Coetzee, 53, identifies in the animal a "celebration of the matriarch" in packs that are led by an authoritarian female and where other females dominate, for example in the sharing of food.
She has spent hours observing the creatures in South Africa's Kruger National Park, noting the "pseudo-phallus" genitalia of the females that to an average tourist gives them the appearance of males.
"I would sketch with windows open so I could smell them," said the artist, who also has a science degree.

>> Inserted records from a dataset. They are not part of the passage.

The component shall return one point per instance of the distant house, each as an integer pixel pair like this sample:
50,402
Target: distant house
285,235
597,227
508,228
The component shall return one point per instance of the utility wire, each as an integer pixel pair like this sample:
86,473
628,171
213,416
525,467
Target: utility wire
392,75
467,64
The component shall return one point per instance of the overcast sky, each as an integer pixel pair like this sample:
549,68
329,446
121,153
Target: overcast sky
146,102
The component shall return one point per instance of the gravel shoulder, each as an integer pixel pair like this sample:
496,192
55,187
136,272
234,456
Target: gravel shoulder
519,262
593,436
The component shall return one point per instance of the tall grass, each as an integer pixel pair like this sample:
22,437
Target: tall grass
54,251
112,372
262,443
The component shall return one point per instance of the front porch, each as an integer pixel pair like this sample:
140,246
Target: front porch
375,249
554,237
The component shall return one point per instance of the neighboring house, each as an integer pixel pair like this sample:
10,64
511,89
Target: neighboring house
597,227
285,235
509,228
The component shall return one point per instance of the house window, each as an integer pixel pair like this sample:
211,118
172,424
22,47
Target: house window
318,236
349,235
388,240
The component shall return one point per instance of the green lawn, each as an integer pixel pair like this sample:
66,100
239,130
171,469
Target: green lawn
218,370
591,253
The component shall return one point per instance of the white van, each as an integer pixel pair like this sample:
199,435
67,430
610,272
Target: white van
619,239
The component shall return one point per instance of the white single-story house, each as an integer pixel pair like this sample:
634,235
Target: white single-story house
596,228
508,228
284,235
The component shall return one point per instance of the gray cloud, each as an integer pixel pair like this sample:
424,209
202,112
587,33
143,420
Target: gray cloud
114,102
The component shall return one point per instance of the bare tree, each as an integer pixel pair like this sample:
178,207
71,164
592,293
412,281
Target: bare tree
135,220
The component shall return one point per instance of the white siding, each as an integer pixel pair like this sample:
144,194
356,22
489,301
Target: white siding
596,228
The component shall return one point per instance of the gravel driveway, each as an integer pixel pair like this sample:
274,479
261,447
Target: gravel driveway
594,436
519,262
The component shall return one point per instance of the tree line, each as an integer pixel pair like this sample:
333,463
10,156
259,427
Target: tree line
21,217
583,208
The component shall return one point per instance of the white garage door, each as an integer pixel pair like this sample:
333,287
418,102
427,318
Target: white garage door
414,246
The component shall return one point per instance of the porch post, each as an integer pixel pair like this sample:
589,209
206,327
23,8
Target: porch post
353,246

"I had rooibos tea in the car so I used that," she said. "Wind blew, splashes started," giving movement to the silhouettes on paper.
- 'Eco-queer'-
Coetzee grew up in a small town close to nature in the largely conservative Free State province.
She was born into a white family that was "on the wrong side of apartheid", conservative and homophobic.
"I spent years and years to unlearn so many things," she told AFP.
Also known for large murals in central Johannesburg and ecological installations such as public urinals watering plants, the artist moved to drawing during the Covid-19 lockdown.
Her fascination with hyenas is part of a wider project of "eco-queer" art that focuses on queer-like behaviour in nature, which she says can also be observed in neck-jousting male giraffes, foxes and baboons.
She focuses on the "mutual bowing, pair bonding, passionate embraces, dances, courting, mating, kisses in mid-air" of animals, her website reads.
"I am making a selection of queer creatures for this body of work to share how observing them, scientifically, contributes to the normalisation of non-heteronormative sexualities from natures perspective," it says.
Humans have been made to believe that all animal behaviour is dictated by reproduction only, but "it's much broader than that", she told AFP.
In the image of the animal kingdom, "we can be comfortable with queerness. It's not such an odd thing anymore," said Coetzee, who is married to a woman.
It is "a frightening time for otherness", she said, referring to developments under the administration of President Donald Trump in the United States, where she will be presenting a solo exhibition in Washington in May.
"I am celebrating and normalising otherness, by telling stories, showing it is not so weird," she said.